Rajeev Suri, managing partner at Orios Venture Partners, cites the reasons for the shift in play: NBFC licences allow for more flexibility in innovation as this is typically in product, and distribution; and could help fintechs (read LSPs) keep a bigger share of the margin. As without a licence, they would be dependent on REs, and the consequent uncertainty it brings about. "All said and done, there's more clarity emerging across the regulatory landscape as well, both in loosening some rules (say, digital paperwork) and tightening others (such as on lending rules) which is resulting in more fintechs taking the plunge (securing an NBFC licence)," he says.

That said, the story ahead is set to get even more interesting — bagging an NBFC licence, in itself, will not lead to a change in fortunes for LSPs. The impact on lending can vary for fintech companies based on their market presence and access to funding. Those with established products and market positioning are likely to face fewer challenges. "But for those still in the early stages, or lacking an established presence, it can be more challenging, especially during a funding winter," says Mayur Modi, co-founder at Moneyboxx, which provides business loans to micro entrepreneurs in smaller towns. This is because they have to rely heavily on external funding to provide loans. "If funding becomes scarce or more expensive during a funding winter, it can significantly impact their lending capacity, their ability to offer competitive loan terms to borrowers," he signs off.

Look at the big picture. KPMG's bi-annual Pulse of Fintech H2'22, has it that global fintech investments (be it via mergers and acquisitions, or capital from private equity and venture capital firms) — at $164 billion in 2022 was down 31% over the previous calendar. Indian fintechs held up better at $6 billion with a fall of 24% during this period. Global figures for the year-to-date (calendar 2023) are not yet public, but Grant Thornton's league table shows deals at $1.142 billion made for a drop of 53%. And of this, Walmart's $200-million investment in PhonePe for a minority stake accounted for 81%.

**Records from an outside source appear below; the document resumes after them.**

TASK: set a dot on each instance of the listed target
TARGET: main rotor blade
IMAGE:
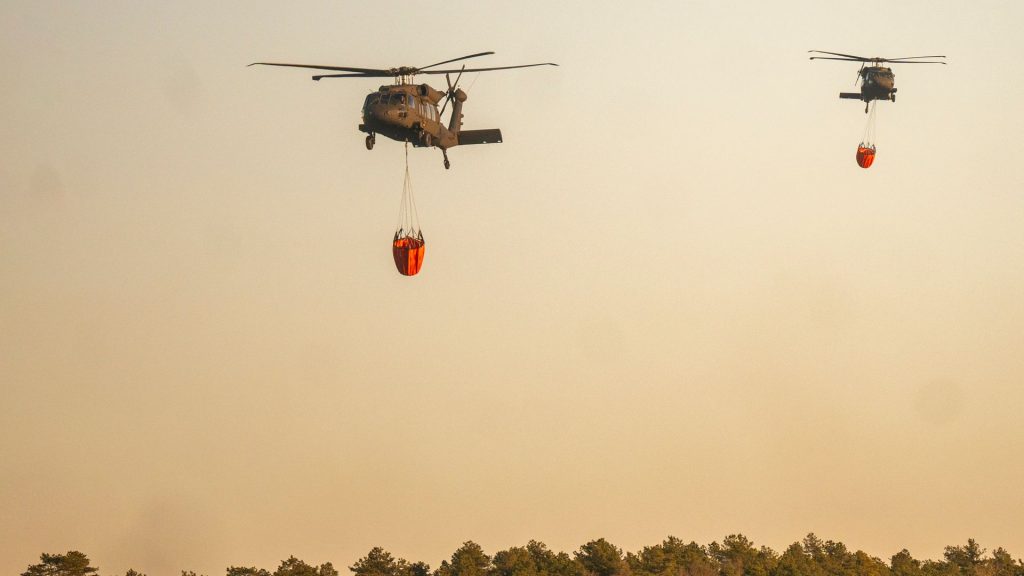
(829, 58)
(839, 54)
(370, 71)
(483, 69)
(911, 57)
(317, 78)
(456, 59)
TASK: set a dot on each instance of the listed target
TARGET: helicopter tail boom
(491, 135)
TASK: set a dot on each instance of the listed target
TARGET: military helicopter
(877, 82)
(408, 112)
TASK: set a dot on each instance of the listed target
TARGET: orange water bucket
(408, 252)
(865, 156)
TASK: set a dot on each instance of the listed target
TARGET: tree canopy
(734, 556)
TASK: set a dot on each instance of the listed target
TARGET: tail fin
(491, 135)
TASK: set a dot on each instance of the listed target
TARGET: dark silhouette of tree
(599, 558)
(469, 560)
(737, 557)
(72, 564)
(247, 571)
(379, 562)
(967, 559)
(672, 558)
(902, 564)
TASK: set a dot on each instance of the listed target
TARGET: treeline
(734, 556)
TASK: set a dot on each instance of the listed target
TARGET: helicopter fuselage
(878, 83)
(409, 113)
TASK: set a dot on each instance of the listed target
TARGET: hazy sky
(670, 302)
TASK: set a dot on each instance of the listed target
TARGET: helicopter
(408, 112)
(877, 82)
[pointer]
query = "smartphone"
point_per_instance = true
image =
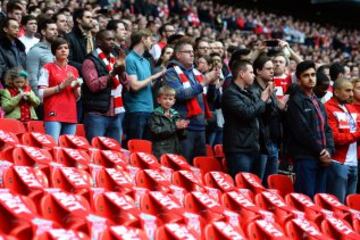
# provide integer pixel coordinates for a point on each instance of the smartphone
(271, 43)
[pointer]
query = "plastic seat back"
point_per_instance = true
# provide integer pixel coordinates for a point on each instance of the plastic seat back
(282, 183)
(207, 164)
(139, 145)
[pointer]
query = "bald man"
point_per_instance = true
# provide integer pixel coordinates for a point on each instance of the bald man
(344, 121)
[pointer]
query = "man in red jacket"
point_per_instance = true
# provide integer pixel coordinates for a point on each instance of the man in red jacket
(344, 122)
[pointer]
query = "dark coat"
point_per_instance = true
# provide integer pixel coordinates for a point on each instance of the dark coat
(242, 110)
(8, 58)
(77, 42)
(165, 136)
(300, 127)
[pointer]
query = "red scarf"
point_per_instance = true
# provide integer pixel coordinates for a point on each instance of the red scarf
(24, 105)
(193, 107)
(116, 84)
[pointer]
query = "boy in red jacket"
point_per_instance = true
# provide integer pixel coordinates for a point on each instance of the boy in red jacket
(344, 121)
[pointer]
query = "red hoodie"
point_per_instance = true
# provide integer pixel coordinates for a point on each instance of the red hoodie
(340, 126)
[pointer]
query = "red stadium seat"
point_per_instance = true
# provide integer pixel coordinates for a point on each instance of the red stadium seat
(138, 145)
(261, 229)
(12, 125)
(207, 164)
(353, 201)
(282, 183)
(39, 140)
(80, 130)
(35, 126)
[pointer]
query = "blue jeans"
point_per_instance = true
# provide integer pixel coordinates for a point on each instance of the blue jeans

V. Raman Kumar, founder and chairman of CASHe, which finances millennials, says business models based on regulatory arbitrage are out of the window. He calls attention to two key RBI circulars issued in 2022 to drive home the point: Pre-paid instruments (PPIs) cannot be funded from credit lines from NBFCs (issued on June 20), and tighter digital lending norms (August 10). "My firm never got the valuations that fintechs typically command. And people were telling me that I wasn't clever enough. It's very clever to get valuations, but ultimately, the business is on somebody else's banking rail when you issue a PPI and allow it to be used as a credit card," says Kumar. India will not be an exception. A report by Coatue (run by hedge fund and portfolio manager Philippe Laffont) on Fintech and the pursuit of prize: who stands to win over the decade (October 2022) is categorical that "the next generation of enduring fintech requires a focus on owning the balance sheet, maniacal re-bundling, a business-to-business leaning, and building high-margin sub-verticals."

Bottomline: To be in the lending space, you have to put your money where your mouth is!